Discriminating the HTM and MLRSM models in collider studies via doubly charged Higgs boson pair production and the subsequent leptonic decays

TL;DR

This study compares the production and decay signatures of doubly charged Higgs bosons in two models, HTM and MLRSM, highlighting how their different parameters influence collider signals and potential for model discrimination.

Contribution

It provides a detailed analysis of doubly charged Higgs boson pair production in both models, showing how decay patterns and signal strengths differ, aiding experimental differentiation.

Findings

MLRSM signals are generally an order of magnitude larger than HTM.

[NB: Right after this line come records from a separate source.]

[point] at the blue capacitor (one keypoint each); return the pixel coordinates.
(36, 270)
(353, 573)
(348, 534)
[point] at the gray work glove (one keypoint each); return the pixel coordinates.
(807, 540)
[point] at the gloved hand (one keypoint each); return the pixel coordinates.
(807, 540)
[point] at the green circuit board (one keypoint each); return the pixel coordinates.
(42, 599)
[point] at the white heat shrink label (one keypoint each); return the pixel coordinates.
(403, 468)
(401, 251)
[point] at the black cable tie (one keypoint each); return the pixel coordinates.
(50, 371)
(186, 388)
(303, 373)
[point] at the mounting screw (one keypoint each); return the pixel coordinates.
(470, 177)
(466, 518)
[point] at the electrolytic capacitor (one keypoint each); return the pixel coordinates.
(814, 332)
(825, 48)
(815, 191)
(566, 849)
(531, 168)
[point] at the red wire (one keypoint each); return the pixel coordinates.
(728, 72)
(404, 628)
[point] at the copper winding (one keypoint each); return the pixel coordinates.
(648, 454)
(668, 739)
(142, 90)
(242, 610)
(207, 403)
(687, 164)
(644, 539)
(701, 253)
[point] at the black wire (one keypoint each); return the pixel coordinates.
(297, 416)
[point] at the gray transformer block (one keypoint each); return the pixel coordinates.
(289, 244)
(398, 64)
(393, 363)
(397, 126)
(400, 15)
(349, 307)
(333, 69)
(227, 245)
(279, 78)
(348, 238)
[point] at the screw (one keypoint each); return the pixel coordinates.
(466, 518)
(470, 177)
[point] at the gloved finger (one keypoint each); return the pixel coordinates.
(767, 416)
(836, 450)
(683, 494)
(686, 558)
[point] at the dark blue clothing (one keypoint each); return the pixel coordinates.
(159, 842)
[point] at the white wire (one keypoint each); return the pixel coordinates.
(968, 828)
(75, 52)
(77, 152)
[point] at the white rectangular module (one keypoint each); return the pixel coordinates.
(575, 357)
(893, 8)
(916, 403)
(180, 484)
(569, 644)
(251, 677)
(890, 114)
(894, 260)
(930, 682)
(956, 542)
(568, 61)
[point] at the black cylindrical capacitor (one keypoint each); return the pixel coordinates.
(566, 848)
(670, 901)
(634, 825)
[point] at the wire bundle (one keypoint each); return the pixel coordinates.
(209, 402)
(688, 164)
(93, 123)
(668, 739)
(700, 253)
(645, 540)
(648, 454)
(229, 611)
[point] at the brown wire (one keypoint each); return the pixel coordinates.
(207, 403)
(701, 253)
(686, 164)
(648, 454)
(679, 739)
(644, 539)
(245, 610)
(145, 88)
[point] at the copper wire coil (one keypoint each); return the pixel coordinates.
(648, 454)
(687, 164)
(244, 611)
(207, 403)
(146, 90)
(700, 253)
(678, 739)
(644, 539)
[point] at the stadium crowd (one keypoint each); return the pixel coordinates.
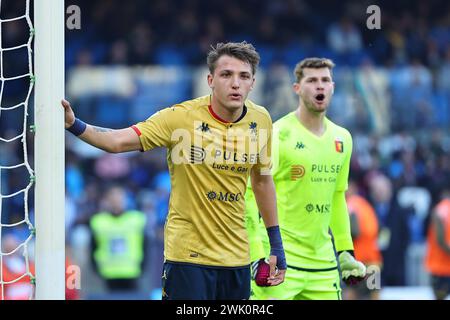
(393, 94)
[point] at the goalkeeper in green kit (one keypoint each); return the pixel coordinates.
(311, 157)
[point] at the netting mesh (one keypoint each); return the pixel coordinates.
(11, 276)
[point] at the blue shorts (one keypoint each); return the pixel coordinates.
(181, 281)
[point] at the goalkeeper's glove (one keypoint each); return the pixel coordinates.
(353, 271)
(260, 270)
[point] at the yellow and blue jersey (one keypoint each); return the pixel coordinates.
(209, 162)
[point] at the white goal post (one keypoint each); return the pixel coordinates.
(49, 149)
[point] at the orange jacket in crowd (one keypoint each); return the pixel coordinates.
(437, 261)
(14, 268)
(365, 245)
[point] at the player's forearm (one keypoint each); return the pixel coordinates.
(264, 190)
(340, 223)
(102, 138)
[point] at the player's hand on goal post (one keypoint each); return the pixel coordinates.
(69, 115)
(353, 271)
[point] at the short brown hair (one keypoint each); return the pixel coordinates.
(314, 63)
(240, 50)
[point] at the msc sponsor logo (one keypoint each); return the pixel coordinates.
(300, 145)
(204, 127)
(223, 196)
(297, 172)
(317, 208)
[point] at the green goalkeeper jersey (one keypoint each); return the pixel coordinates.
(310, 175)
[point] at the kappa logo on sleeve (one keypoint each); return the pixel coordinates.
(339, 145)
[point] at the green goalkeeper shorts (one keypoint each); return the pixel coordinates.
(302, 285)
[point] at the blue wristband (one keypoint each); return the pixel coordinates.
(78, 127)
(276, 246)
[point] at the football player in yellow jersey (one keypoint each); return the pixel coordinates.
(214, 144)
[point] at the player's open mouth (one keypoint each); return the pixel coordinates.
(320, 97)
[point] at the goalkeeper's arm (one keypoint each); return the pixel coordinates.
(114, 141)
(352, 270)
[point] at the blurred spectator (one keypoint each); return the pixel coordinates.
(438, 253)
(393, 239)
(119, 242)
(344, 38)
(15, 270)
(364, 226)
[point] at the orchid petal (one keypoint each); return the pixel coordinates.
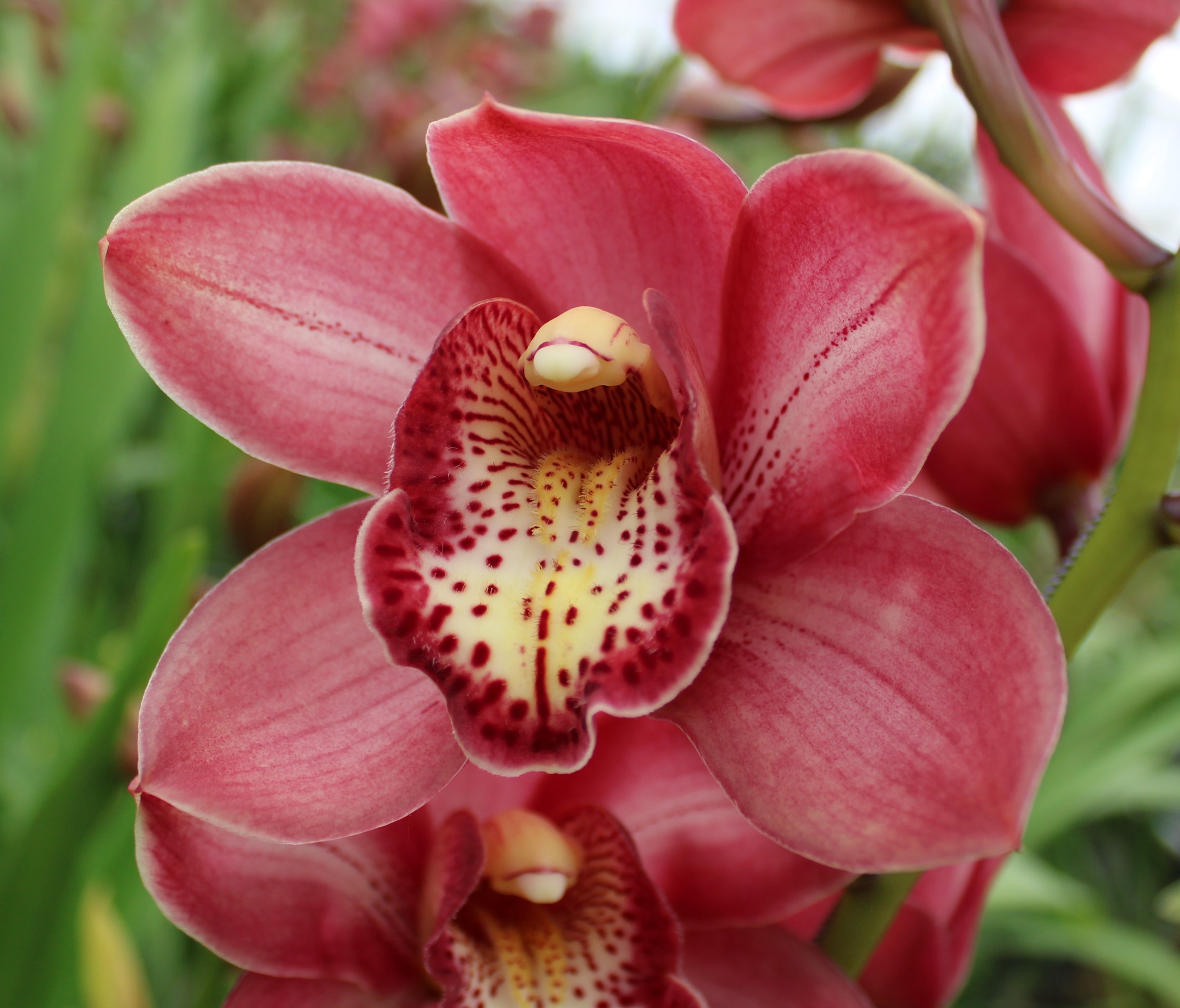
(925, 957)
(711, 865)
(255, 991)
(1070, 47)
(1111, 320)
(529, 617)
(1038, 422)
(856, 318)
(289, 306)
(340, 911)
(812, 58)
(594, 211)
(609, 941)
(765, 968)
(274, 711)
(889, 703)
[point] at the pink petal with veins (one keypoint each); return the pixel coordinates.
(342, 911)
(290, 306)
(1038, 422)
(595, 211)
(274, 711)
(889, 703)
(855, 320)
(1070, 47)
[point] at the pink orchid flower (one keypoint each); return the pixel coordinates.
(816, 58)
(512, 892)
(1067, 348)
(875, 682)
(926, 955)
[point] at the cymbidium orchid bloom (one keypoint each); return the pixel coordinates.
(816, 58)
(687, 506)
(507, 893)
(1067, 346)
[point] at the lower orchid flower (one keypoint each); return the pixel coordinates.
(815, 58)
(1067, 348)
(684, 502)
(926, 955)
(507, 893)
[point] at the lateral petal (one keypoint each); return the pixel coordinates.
(1038, 423)
(765, 968)
(343, 911)
(1070, 47)
(855, 319)
(594, 212)
(889, 703)
(274, 711)
(290, 306)
(812, 58)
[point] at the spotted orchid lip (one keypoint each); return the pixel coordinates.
(611, 939)
(543, 555)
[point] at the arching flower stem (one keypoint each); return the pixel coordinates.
(1012, 114)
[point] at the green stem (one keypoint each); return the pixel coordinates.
(862, 919)
(1129, 532)
(1027, 142)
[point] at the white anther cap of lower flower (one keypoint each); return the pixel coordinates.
(566, 363)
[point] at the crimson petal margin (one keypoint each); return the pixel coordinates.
(594, 212)
(289, 306)
(765, 968)
(342, 911)
(855, 319)
(888, 704)
(274, 711)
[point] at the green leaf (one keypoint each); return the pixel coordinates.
(37, 876)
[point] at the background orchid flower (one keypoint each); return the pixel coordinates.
(506, 892)
(880, 684)
(816, 58)
(1067, 346)
(925, 957)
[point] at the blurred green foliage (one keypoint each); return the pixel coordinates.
(117, 509)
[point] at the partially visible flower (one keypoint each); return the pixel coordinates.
(926, 955)
(1067, 346)
(877, 684)
(507, 893)
(816, 58)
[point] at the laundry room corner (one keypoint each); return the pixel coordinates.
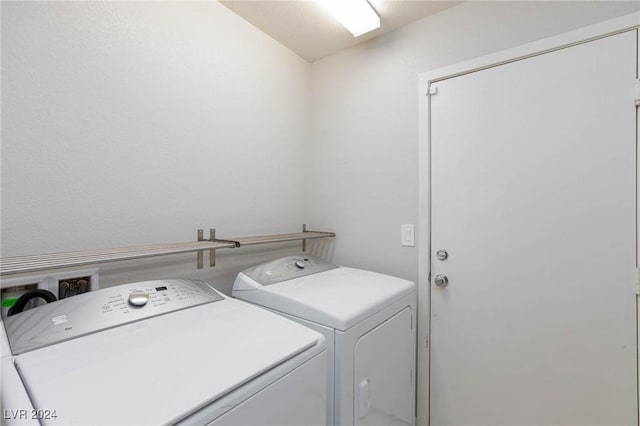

Distinct decay branching ratios lead to different four-lepton signatures.

Detectable signals at HL-LHC and FCC-hh are predicted for 1 TeV Higgs masses.

Abstract

We present a case study for the doubly charged Higgs bosons $H^{\pm\pm}$ pair production in $e^+e^-$ and $pp$ colliders with their subsequent decays to four charged leptons. We consider the Higgs Triplet Model (HTM) not restricted by the custodial symmetry and the Minimal Left-Right Symmetric Model (MLRSM). The models include scalar triplets with different complexity of scalar potentials and, due to experimental restrictions, completely different scales of non-standard triplet vacuum expectation values. In both models, a doubly charged Higgs boson $H^{\pm\pm}$ can acquire a mass of hundreds of gigaelectronvolts, which can be probed at HL-LHC, future $e^+e^-$, and hadron colliders. We take into account a comprehensive set of constraints on the parameters of both models coming from neutrino oscillations, LHC, $e^+e^-$ and low-energy lepton flavour violating data and assume the same mass of $H^{\pm\pm}$. Our finding is that the $H^{\pm\pm}$ pair production in lepton and hadron colliders is comparable in both models, though more pronounced in MLRSM. We show that the decay branching ratios can be different within both models, leading to distinguishable four lepton signals and that the strongest are $4\mu$ events yielded by MLRSM. Typically we find that MLRSM signals are one order of magnitude larger that in HTM. For example, the $pp \to 4\mu$ MLRSM signal for 1 TeV $H^{\pm \pm}$ mass results in a clearly detectable significance of $S \simeq 11$ for HL-LHC and $S \simeq 290$ for FCC-hh. Finally we provide quantitative predictions for the dilepton invariant mass distributions and lepton separations which help to identify non-standard signals.